The LuaExpat callback table -- Then we create a "callback" table mapping these LuaExpat events to short wrapper functions that call the methods in our XmlParserClass. Wrapping the method calls in this way enables us to use an instance of class XmlParserClass to hold state across the calls that LuaExpat makes to our callback functions.

The XmlParserClass methods -- This is where we construct the element tree. Specifically, in our example, these methods do the following:

  • Method start_element -- Create an instance of class XmlElementClass containing the tag (element name) and the attributes. Push this instance on a stack of elements.
  • Method end_element -- Pop the top element off the stack of elements. Add it as a child of the parent element (i.e. the new top of stack).
  • Method characters -- Add any text to the element on top of the stack.

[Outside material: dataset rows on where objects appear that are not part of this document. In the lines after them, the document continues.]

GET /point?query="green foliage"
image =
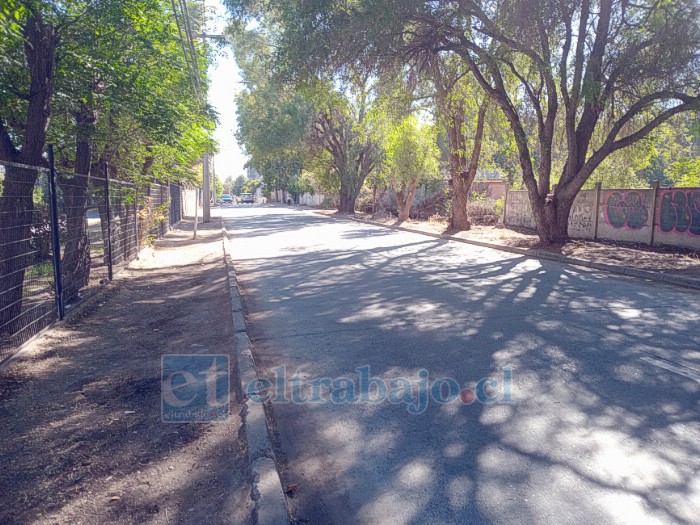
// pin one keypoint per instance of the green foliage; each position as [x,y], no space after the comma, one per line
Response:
[412,154]
[237,185]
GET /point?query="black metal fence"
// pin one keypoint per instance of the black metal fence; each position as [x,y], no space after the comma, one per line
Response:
[63,233]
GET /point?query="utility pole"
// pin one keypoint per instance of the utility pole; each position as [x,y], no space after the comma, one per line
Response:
[206,185]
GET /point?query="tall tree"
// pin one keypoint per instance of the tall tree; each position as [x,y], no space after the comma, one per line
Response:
[614,67]
[29,41]
[412,158]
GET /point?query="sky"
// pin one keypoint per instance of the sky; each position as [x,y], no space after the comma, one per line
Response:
[225,83]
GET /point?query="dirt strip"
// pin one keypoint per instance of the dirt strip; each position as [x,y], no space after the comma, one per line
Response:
[81,438]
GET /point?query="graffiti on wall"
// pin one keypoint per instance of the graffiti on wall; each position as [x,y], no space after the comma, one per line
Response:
[581,217]
[679,211]
[626,209]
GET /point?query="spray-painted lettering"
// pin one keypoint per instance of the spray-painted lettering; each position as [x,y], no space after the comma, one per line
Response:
[626,209]
[680,211]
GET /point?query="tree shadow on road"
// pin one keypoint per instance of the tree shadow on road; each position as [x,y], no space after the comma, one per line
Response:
[591,426]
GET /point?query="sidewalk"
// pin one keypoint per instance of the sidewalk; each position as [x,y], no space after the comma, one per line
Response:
[81,439]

Warning -- Our implementation of the characters callback will not work correctly for XML instance documents that include elements that contain mixed content, that is, elements that contain both child elements and (child) character content. Here is an example of an element containing mixed content. Notice that the p element contains both text ("A very " and " sentence.") and an element child (b).:

<p>A very <b>simple</b> sentence.</p>

Processing the element tree -- In this example, we actually "process" the element tree three times. Our processing does the following:

  1. Walk the tree and display information on each node.
  2. Walk the element tree and convert the text (character content of each node) to upper case.
  3. Walk the tree again and display information on each node.

3   Other topics

3.1   Namespaces and Namespace declarations

If you need to handle namespaces with LuaExpat, add the additional separator parameter when you create your parser. This will cause the namespace URI to be included with the tag name when the StartElement and EndElement callbacks are called. For example, you might try either of these:

local xmlparser = lxp.new(callbacks, " ")
local xmlparser = lxp.new(callbacks, "|")